The shrewd commonsense of the remark clung to Babar's receptive brain long after the speaker had gone to his account.
"Yea, I am restless," admitted Babar to calm Mahâm. "I cannot help it, my moon! I am not made as thou art. There was a book at Samarkand when I was a lad that treated of the Great Waters. And it said they rose and fell as the moon waxed and waned. So 'tis thou who art responsible, sweetheart; though God knows, thou art ever full moon to me." And he sat down instantly to write a rubai on that fancy. He had not half finished it, however, when news came that drove everything else out of his head.
Shâh-Ismael had defeated Shaibâni in full force at Meru; the Usbek-raider was dead, smothered in a band of escaping Mongols.
"I must go," muttered the young King hoarsely; "I must go. Samarkand is mine by right."
So, with hardly more than an hour's preparation he was off, though it was the dead of winter, across the snows to join forces with his cousin of Badakhshân.

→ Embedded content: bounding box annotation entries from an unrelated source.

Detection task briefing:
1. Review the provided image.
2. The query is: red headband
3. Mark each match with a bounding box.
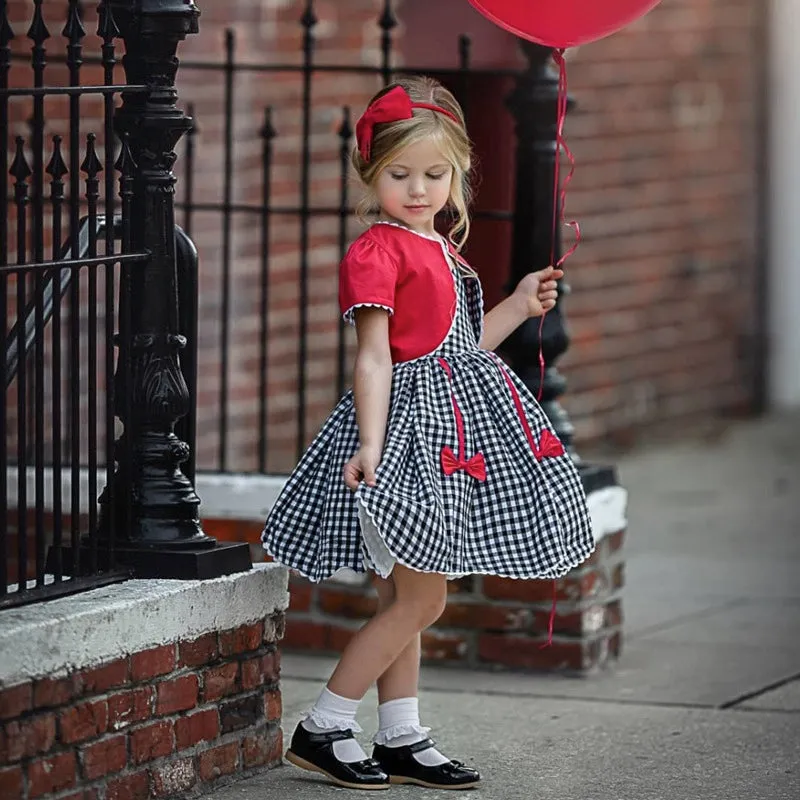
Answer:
[356,86,461,161]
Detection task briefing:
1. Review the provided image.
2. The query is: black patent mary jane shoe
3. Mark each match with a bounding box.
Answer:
[286,725,389,790]
[372,739,481,789]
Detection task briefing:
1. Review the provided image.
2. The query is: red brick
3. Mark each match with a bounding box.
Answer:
[0,714,56,763]
[289,581,314,612]
[28,752,76,798]
[156,675,199,714]
[447,575,479,594]
[108,686,155,731]
[131,644,175,681]
[0,683,33,719]
[606,530,625,553]
[436,601,533,631]
[325,625,358,653]
[59,789,98,800]
[261,650,281,684]
[153,758,197,797]
[606,600,622,628]
[80,658,128,694]
[33,678,78,708]
[242,725,283,769]
[317,589,378,619]
[283,619,340,650]
[203,662,239,703]
[263,611,286,644]
[483,575,564,603]
[264,689,283,722]
[0,767,22,800]
[422,630,469,661]
[58,700,108,744]
[175,708,219,750]
[242,656,264,689]
[198,742,239,781]
[478,633,588,670]
[130,720,175,764]
[219,620,264,656]
[178,633,219,667]
[106,770,151,800]
[81,736,128,781]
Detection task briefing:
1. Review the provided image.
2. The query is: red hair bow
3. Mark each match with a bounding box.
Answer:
[356,86,461,161]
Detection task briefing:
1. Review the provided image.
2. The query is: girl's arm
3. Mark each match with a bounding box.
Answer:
[480,267,564,350]
[481,292,529,350]
[353,307,392,466]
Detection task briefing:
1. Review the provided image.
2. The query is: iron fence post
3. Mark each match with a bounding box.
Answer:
[503,42,578,460]
[503,41,617,494]
[102,0,216,550]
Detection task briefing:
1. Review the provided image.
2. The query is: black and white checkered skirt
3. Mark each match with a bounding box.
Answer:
[262,262,594,581]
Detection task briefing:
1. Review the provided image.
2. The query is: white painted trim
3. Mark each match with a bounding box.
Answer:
[0,564,289,688]
[7,467,628,542]
[586,486,628,542]
[765,0,800,408]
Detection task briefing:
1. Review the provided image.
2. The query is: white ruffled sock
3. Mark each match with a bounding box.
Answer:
[375,697,450,767]
[300,686,368,764]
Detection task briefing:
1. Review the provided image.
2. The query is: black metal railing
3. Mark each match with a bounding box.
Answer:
[0,2,148,606]
[0,0,250,607]
[176,0,524,473]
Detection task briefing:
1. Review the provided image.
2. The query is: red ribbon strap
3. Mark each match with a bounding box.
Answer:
[438,358,486,482]
[356,86,461,161]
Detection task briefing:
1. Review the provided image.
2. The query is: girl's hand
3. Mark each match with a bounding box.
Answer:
[514,267,564,317]
[344,447,381,492]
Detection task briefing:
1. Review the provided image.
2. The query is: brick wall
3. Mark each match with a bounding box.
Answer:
[0,614,284,800]
[203,519,625,673]
[10,0,766,471]
[552,0,767,443]
[181,0,764,471]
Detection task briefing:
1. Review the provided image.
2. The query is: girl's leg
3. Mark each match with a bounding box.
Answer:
[372,575,450,767]
[328,564,447,700]
[372,575,420,703]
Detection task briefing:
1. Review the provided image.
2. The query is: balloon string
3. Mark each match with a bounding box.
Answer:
[536,48,581,402]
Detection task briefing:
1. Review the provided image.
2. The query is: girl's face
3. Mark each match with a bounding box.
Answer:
[375,139,453,235]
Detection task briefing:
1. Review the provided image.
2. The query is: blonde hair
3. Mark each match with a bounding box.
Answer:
[352,77,472,264]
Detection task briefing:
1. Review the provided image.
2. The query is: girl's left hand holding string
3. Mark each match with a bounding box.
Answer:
[514,267,564,317]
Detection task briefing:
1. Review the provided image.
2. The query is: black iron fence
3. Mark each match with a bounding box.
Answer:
[0,2,147,605]
[0,0,250,607]
[0,0,608,606]
[176,0,536,473]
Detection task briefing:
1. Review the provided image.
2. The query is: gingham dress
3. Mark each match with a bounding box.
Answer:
[262,238,594,581]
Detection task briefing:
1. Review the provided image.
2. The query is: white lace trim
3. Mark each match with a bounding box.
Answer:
[372,724,431,745]
[356,496,472,581]
[373,219,442,242]
[300,708,364,733]
[342,303,394,325]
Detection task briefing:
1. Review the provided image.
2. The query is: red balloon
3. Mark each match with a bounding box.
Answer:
[469,0,661,49]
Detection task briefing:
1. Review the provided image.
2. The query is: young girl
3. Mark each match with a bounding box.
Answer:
[263,78,593,789]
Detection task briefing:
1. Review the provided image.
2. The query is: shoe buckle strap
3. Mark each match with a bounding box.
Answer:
[408,738,436,753]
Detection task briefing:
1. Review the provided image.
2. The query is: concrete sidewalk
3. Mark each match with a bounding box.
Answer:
[214,415,800,800]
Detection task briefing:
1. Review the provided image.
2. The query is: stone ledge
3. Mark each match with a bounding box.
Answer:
[0,564,289,687]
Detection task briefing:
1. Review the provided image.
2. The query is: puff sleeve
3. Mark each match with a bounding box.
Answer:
[339,239,398,325]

The fighting fever was on him once more. He could not, he did not even try, to resist it. And Mahâm let him go; she was too wise to attempt to chain her wild hawk.
"When spring comes we will meet in Samarkand," she said quietly.
He took Haidar, the boy, with him though, because the lad wept and refused to be left behind. And right proud was the lad, when at the very first fight, it was the opportune arrival of a party of his father's old retainers who had come out to join their young master, that turned the tide of victory towards Babar.
"Let the name of Haidar Mirza be inscribed on the first trophy," said the Emperor smiling; and the boy's blood went in a surge of sheer delight to his face.